Scenes jetted through my head as I scanned the crowd.  Most people do not want to sense life right in the nostrils and brazing the cornea.  People don’t pick a too-personal flavor to drizzle over their snowballs; child cherry-red blood birthing with purple-heads from a vagina, wrecks and bullet wounds with femurs protruding from legs, two adults in full on hatred sober hurling green insults and former treasures, yellow incest of daddy touched me there, the white ignorant-gluttony of true racism, maroon street riots over conundrum social issues.  Everybody turn your head from personal tragedies and keep them all faceless like some Rorschach test we can meander our own answers.  At-least-it-is-not-me inoculations are media-dispensed daily from the viral consequences of genuine concern.  The rawness of the singer made me want to look in, but most faces in the crowd seemed to shy away.

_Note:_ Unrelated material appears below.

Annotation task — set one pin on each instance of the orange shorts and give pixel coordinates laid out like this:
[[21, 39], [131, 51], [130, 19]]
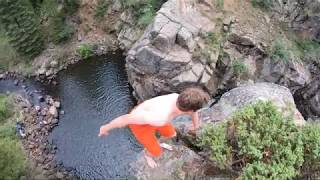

The singer pointed out to some anonymous body in the crowd, “This song is for you man.”  A queer-look glazed over the faces of the glitter, gutter and non-punk crowd.  Most people seemed to be stunned nervous and weird as if something as gutturally transparent as a discussion suited for a private dining table or a therapist’s couch would be bantered about over a microphone.  

The singer started the song.  The audience was initially stunned incapable of cheering or bouncing up and down as with the previous songs like deer in traffic lights. 

“Well Happy Fucking Birthday, I made up this lie about you.  I told your daughter that you only pretend to love her.  I will drag you through twelve months of bullshit, and then I’ll expect you to still be standing.  Still be standing.  Still be standing.  The girl you thought you knew, she never existed.  The girl you thought you knew, she never existed, she never existed at all.” 

After the first few lines everybody was back to moving with the guitar riffs, but the moment stuck with me like peanut butter on my teeth.  I did not know what to say.  I just looked down at my table of pictures of oiled pelicans and shoreline.